Kubernetes Operator#

The LMCache Kubernetes operator automates the deployment and lifecycle management of LMCache multiprocess servers. Instead of hand-writing DaemonSets, Services, and ConfigMaps (as described in the manual Deployment Guide guide), you declare a single LMCacheEngine custom resource and the operator reconciles all underlying Kubernetes objects.

Why Use the Operator#

The manual DaemonSet approach works, but it has sharp edges the operator eliminates:

  • Auto-injected pod settings – The operator always sets hostIPC: true and --host 0.0.0.0. Forgetting hostIPC in a hand-written manifest causes silent CUDA IPC failures (cudaErrorMapBufferObjectFailed) that are hard to debug.

  • Node-local service discovery – The operator creates a ClusterIP Service with internalTrafficPolicy=Local and a connection ConfigMap that vLLM pods simply mount. No hostNetwork, no Downward API, no shell variable substitution.

  • Auto-computed resource sizing – Memory requests and limits are derived from l1.sizeGB, avoiding OOM kills (under-provisioned) or wasted node capacity (over-provisioned).

  • Declarative Prometheus integration – Set prometheus.serviceMonitor.enabled: true and the operator creates a ServiceMonitor CR that the Prometheus Operator discovers automatically.
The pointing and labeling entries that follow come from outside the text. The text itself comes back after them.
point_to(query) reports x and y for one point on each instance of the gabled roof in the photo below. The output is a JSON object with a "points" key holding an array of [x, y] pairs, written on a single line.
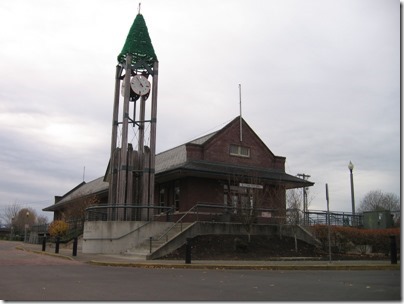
{"points": [[82, 190], [176, 156]]}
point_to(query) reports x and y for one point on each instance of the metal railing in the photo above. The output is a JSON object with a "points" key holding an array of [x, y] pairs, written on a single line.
{"points": [[319, 217]]}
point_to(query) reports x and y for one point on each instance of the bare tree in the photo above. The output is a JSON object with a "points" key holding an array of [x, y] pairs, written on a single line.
{"points": [[9, 213], [41, 220], [377, 200]]}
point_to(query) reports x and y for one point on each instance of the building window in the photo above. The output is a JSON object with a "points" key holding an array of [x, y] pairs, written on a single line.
{"points": [[162, 199], [177, 198], [237, 150]]}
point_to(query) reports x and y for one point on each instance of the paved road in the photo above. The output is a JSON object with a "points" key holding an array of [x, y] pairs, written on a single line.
{"points": [[30, 276]]}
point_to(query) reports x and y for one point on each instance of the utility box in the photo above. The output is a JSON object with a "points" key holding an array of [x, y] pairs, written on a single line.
{"points": [[377, 219]]}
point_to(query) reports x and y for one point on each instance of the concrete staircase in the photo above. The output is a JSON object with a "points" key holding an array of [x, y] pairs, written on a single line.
{"points": [[143, 249]]}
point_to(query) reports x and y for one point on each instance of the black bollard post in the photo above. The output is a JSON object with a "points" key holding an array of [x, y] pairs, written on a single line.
{"points": [[57, 244], [393, 249], [44, 243], [75, 246], [188, 251]]}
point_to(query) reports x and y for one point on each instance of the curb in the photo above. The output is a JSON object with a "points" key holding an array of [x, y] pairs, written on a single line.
{"points": [[46, 253], [251, 267], [158, 265]]}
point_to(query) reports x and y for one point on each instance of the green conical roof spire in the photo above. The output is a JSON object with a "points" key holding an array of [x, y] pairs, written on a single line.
{"points": [[138, 44]]}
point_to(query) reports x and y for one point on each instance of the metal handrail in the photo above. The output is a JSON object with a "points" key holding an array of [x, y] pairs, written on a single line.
{"points": [[100, 207], [202, 205]]}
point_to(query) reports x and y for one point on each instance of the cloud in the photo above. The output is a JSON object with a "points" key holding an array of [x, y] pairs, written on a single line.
{"points": [[320, 85]]}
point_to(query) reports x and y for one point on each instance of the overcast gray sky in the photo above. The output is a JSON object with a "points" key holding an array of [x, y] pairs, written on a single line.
{"points": [[320, 85]]}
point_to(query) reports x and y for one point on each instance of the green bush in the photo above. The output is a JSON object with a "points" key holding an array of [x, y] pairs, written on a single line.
{"points": [[344, 238], [58, 228]]}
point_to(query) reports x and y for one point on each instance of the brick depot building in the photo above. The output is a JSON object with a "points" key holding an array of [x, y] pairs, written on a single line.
{"points": [[231, 167]]}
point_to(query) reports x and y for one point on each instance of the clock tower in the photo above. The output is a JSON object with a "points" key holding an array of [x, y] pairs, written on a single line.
{"points": [[131, 166]]}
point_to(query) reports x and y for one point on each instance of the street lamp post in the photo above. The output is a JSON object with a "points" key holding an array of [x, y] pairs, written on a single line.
{"points": [[11, 228], [350, 167], [26, 226]]}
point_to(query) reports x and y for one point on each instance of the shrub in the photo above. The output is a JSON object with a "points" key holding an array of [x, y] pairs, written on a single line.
{"points": [[58, 228], [346, 237]]}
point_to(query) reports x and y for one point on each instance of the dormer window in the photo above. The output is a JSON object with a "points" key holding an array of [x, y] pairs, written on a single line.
{"points": [[236, 150]]}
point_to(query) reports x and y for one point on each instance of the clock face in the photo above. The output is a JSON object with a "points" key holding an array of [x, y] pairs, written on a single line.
{"points": [[140, 85]]}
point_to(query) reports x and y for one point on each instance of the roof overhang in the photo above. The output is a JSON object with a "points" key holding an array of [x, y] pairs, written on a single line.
{"points": [[224, 171]]}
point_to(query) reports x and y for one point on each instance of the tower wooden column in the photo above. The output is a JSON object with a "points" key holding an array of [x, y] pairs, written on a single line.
{"points": [[131, 167]]}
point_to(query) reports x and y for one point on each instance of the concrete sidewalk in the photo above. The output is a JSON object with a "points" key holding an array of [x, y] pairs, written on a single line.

  • CRD validation – OpenAPI schema validation catches misconfigurations (e.g., l1.sizeGB <= 0, invalid port range) at kubectl apply time, before any pods are created.

Prerequisites#

  • Kubernetes 1.20+

  • kubectl configured to access your cluster

  • (Optional) Prometheus Operator for ServiceMonitor support

Installing the Operator#

Option A: One-line install from release (recommended)

# Latest stable release
kubectl apply -f https://github.com/LMCache/LMCache/releases/download/operator-latest/install.yaml

# Or nightly build from the dev branch
kubectl apply -f https://github.com/LMCache/LMCache/releases/download/operator-nightly-latest/install.yaml

Option B: Build from source

cd operator
make build
make install
make deploy IMG=<your-registry>/lmcache-operator:latest

Deploying an LMCacheEngine#

A minimal CR deploys a DaemonSet with 60 GB L1 cache on every GPU node:

apiVersion: lmcache.lmcache.ai/v1alpha1
kind: LMCacheEngine
metadata:
  name: my-cache
spec:
  l1:
    sizeGB: 60
kubectl apply -f lmcache-engine.yaml

The operator automatically:

  • Creates a DaemonSet running one LMCache server pod per matched node

  • Sets hostIPC: true and passes --host 0.0.0.0 to the server

  • Creates a node-local ClusterIP Service for vLLM discovery

  • Creates a connection ConfigMap (my-cache-connection) with the kv-transfer-config JSON that vLLM needs

  • Auto-computes resource requests/limits from the L1 cache size

  • Defaults nodeSelector to nvidia.com/gpu.present: "true"

Note

The operator defaults the container image to lmcache/vllm-openai:latest. Override with spec.image.repository and spec.image.tag to pin a specific version.

Connecting vLLM#

The operator creates a ConfigMap named <engine-name>-connection containing the kv-transfer-config JSON. Mount it in your vLLM Deployment:

apiVersion: apps/v1
kind: Deployment
metadata:
  name: vllm
spec:
  replicas: 1
  selector:
    matchLabels:
      app: vllm
  template:
    metadata:
      labels:
        app: vllm
    spec:
      # Required for CUDA IPC between vLLM and LMCache
      hostIPC: true
      containers:
        - name: vllm
          image: lmcache/vllm-openai:latest
          env:
            # Deterministic hashing required by LMCache
            - name: PYTHONHASHSEED
              value: "0"
          command: ["/bin/sh", "-c"]
          args:
            - |
              exec python3 -m vllm.entrypoints.openai.api_server \
                --model <your-model> \
                --port 8000 \
                --gpu-memory-utilization 0.8 \
                --kv-transfer-config "$(cat /etc/lmcache/kv-transfer-config.json)"
          ports:
            - name: http
              containerPort: 8000
          volumeMounts:
            - name: kv-transfer-config
              mountPath: /etc/lmcache
              readOnly: true
          resources:
            limits:
              nvidia.com/gpu: "1"
      volumes:
        - name: kv-transfer-config
          configMap:
            name: my-cache-connection  # <engine-name>-connection

Key requirements for vLLM pods:

  • hostIPC: true – CUDA IPC (cudaIpcOpenMemHandle) needs a shared IPC namespace between vLLM and LMCache.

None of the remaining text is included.